At the risk of over-extending the metaphor, the 1988 Oakland A’s were a Goliath offensive team. They were lead by “the bash brothers,” MLB’s first 40/40 man Jose Canseco, and Mark McGwire, who at the time had only a year ago set the rookie home run record, with 49 dingers.
Before game 1 of the World Series even began, Bob Costas said: “…this lineup is probably one of the weakest ever to take the field for a World Series.” Costas even ribbed at Orel, saying, “This lineup is so weak, you should be in it as a hitter.” Tommy Lasorda would later sarcastically suggest that the World Series MVP should have been Bob Costas. This wound up being especially relevant in psyching up the Dodgers in the clubhouse.
The Dodgers won game 1 in dramatic fashion, in a walk-off home run from a man who could barely round the base paths.
Pitching on 3 days rest, Orel Hershiser pitched an absolute gem in game 2, another complete game shutout. He struck out 8 batters and allowed only 3 hits (3 singles all from Dave Parker.) Hershiser even drove in a run with a double, helping his cause. This gave the underdog Dodgers a commanding 2-0 lead.

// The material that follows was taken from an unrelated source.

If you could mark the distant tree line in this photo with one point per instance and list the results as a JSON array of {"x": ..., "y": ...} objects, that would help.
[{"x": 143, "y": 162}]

Hershiser’s next start would be game 5, again on 3 days rest. The Dodgers were up 3-1 in the series, and their Cy Young did not disappoint. He pitched a complete game, allowing only 2 runs on 4 hits. He had 9 strikeouts. This capped off one of the most amazing playoff performances by a pitcher in major league history.
- World Series: 18IP, 7H, 2ER, 17K (all done on 3 days rest)
- NLCS MVP
- World Series MVP
- Cy Young Award
- Wins: 23-league leader
- Innings Pitched: 267-league leader
- Shutouts: 8-league leader
- Complete Games: 15-league leader
No other pitcher in major league history has won the Cy Young Award, then the MVP in the LCS and World Series. Kirk Gibson’s walk off home run in game 1 (there’s the name I was searching for earlier) is typically rated in the top 2 greatest moments in baseball playoff history, therefore it’ll likely be what people, will always remember. That’s how it should be, but Hershiser’s 1988 season should also be immortalized forever in Dodger lore, and baseball lore.
Growing up, saying the name “Hershiser” was akin to invoking the name of a saint, or a legend like Hercules. For this Dodger fan, that name will always mean greatness.